Digital duels. Putting its best foot forward, our iMac streamed USB to the Soundaware D300Ref. In that mode, that acted not as the even superior SD card transport but as just a reclocker and noise stripper run off its internal virtual-battery supercap power supply. Output was by AES/EBU. On price, iMac + Soundaware = SuperKomputer to be a fair juxtaposition. As its review chronicled, the Soundaware improves the iMac's USB beyond what prior >€10K audiophile servers had managed. Without defaulting to their puny screens or brain-numbing WiFi tablets, it left the huge Retina display and Apple OS in charge of navigation, of Qobuz/Tidal streams and of download acquisitions. With the D300Ref, everything functional I adore about the iMac stays put whilst its PureMusic-managed sonics have improved. That was a personally ideal scenario and why I bought the Soundaware review unit.

Rest of the chain: Wyred4Sound STP-SE Stage 2 XLR i/o, LinnenberG Liszt monos, Audio Physic Codex, full Allnic ZL 3000 cable loom.

 Quoting from its review to cover the bases, "the best performance came from the SD card. Next best was the iMac running through the D300Ref.
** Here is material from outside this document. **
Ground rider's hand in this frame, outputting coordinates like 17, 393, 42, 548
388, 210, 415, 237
Last was the iMac straight to DAC. My first test was the title track from the Dulce Pontes album Lagrimas. This Portuguese fado singer has very powerful pipes. Peaks can become challenges. Moving from iMac-direct to iMac-detoured, Soundaware's circuit removed a certain metallic noise from inside her vocals. Pretty soon the most suggestive term for that was rust. Grain or grit too would be applicable but they lack that grungy dirty-yet-sharp connotation. Without taking her foot off the gas as could be cloned with bandwidth-limited valve amps, the singer's throat no longer was lined with those rusty shards like coarse sandpaper. To a lesser extent, I heard the same in the peculiar glassy timbre of the Portuguese guitar. Crossing the USB bridge sounded purer. Some form of low-level noise or dirty dither was extinguished. When I finally switched the Ref from USB to SD card mode, what happened was finer and still harder to describe. Sounds felt freer, more radiant and flowering; a bit how ink blots blossom on wet paper but in 3D. This removal of an embedded restraint or rigidity was certainly subtle but nonetheless real and repeatable. WIthout image enlargement—no melon-sized throats or extension-ladder fret boards—sounds off the SD card seemed more alive and a such, energetically not physically bigger. Contrast ratio too went up a click.
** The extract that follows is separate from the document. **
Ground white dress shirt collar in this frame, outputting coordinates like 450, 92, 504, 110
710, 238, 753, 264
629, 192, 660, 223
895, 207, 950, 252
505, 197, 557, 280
"The next track was by Aytac Do?an from a compilation album. It sports the Taksim Trio's qanun maestro playing an Arabian form of what classical Indian music calls alap. Here it is done against tasteful ambiance and standing synth chords. Now I noted a still greater delta between USB/SD modes. It's why it's always sensible to start out with structurally simplistic music. It focuses down on what surrounds and informs plainness rather than getting overwhelmed by sensory overload of very dense complex arrangements. Once one knows exactly where and how a component's difference plays out, one recognizes it more easily on more difficult fare. By now I suspected that eliminating the iMac altogether must have played to the adage that better than eliminating noise is not causing it in the first place. With the SD card, I heard very subtle mechanical player feedback from Aytac's Turkish lap zither which the iMac feed didn't resolve. As happens with piano recordings which may convey very clear foot pedal action to let you 'see' certain aspects of actually playing the instrument, I now had better insight into how Aytac played his qanun. Having seen him play in a Lake Geneva church, these little things helped to resurrect the vision. Clearly the noise floor for SD was still lower than what the D300Ref could strip off the USB feed. This lower noise increased soundstage depth for more spatial realism. That's about the often quite subliminal contextual data whereby musical sounds reveal their location ambiance. Another aspect of perhaps the same observation involved inkier blacks. They made for higher contrast and image pop against the backdrop's velvet. Also, the window on tone modulation had opened up just a bit more. I heard more of the deliberate changes Aytac makes to the timbre of his lap harp which at times mimics a more twangy Chinese guzheng."